À noter le personnage de Duncan Wedderburn (excellent Mark Ruffalo), tombeur qui va se faire prendre par Bella dans le sens où elle comprend qui il est et qu’elle ne s’en offusque pas. Mais comme lui ne comprend le rapport de séduction que par le fait de briser ses conquêtes, cela ne colle pas avec ses habitudes et le folklore de la situation va rapidement tourner à la frustration. Et malgré toutes ses simagrées, Bella tiendra bon, ridiculisant l’avocat qui servira de ressort comique. Une belle scène de woman power se déroule quand l’appétit sexuel de Bella dépasse de loin les compétences (pourtant fort honorables) de Duncan. Puisqu’un homme est limité à son nombre d’orgasmes de façon physiologique, la femme lui est supérieure dans ce domaine.
Alors forcément, on est dans le domaine du conte. Les ellipses sont commodes et empêchent vraiment de mettre les personnages dans la difficulté. On ne verra pas comment Duncan et Bella galèrent pour faire Marseille – Paris sans un sou; on ne saura pas comment Bella retourne chez elle après ses passes parisiennes, bref, dès qu’on pourrait pencher dans un drame réaliste, la mise en scène coupe et nous emmène là où le réalisateur veut nous emmener. Cela permet aussi de désamorcer pas mal de moments où le film aurait pu se vautrer dans le glauque. Mais il règne une bonne humeur permanente dirigée par une Bella magistrale (et une Emma Stone véritablement convaincante, au ton et aux expressions d’une belle justesse) qui rend le film fort agréable.
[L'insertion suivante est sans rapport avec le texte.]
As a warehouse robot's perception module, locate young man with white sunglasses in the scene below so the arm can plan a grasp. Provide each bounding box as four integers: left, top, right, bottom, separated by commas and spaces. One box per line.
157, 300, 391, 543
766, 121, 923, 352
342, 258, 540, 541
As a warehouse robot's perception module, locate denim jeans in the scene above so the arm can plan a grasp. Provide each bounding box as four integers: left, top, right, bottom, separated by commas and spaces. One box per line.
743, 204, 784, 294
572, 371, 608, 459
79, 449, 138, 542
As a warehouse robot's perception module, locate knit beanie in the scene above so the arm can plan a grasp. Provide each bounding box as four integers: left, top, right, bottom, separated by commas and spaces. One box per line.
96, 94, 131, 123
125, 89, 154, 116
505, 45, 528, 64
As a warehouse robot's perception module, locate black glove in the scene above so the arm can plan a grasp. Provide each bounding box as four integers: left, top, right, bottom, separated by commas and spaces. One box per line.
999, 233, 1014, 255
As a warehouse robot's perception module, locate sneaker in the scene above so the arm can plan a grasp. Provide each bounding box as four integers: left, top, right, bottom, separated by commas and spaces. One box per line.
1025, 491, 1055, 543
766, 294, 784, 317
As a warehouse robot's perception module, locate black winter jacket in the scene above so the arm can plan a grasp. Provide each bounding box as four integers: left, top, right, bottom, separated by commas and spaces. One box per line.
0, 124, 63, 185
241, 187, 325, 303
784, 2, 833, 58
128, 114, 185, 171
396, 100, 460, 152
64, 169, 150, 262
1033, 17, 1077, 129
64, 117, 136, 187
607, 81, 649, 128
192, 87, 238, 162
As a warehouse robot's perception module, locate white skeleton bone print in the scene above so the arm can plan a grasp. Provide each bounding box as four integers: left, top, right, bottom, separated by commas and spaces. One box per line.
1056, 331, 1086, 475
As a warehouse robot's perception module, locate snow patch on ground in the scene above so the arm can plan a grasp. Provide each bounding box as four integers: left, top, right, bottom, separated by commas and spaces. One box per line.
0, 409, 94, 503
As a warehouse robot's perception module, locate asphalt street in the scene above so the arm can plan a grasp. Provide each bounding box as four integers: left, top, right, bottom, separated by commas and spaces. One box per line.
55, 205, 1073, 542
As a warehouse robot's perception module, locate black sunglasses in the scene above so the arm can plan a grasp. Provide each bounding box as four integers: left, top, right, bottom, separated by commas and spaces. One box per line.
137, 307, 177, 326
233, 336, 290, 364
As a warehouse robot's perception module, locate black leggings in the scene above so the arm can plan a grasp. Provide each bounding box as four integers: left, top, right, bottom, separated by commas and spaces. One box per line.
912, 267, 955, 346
Je n’ai pas lu le roman dont le film est tiré donc point de comparaison de ce côté. Yorgos Lanthimos propose un film fort et léger à la fois, avec pas mal de sujets de réflexion une fois le générique terminé. Avec des acteurs qui sont tous très bons et qui sont investis dans leurs personnages, voilà une nouvelle bonne pioche cinématographique pour ce début d’année.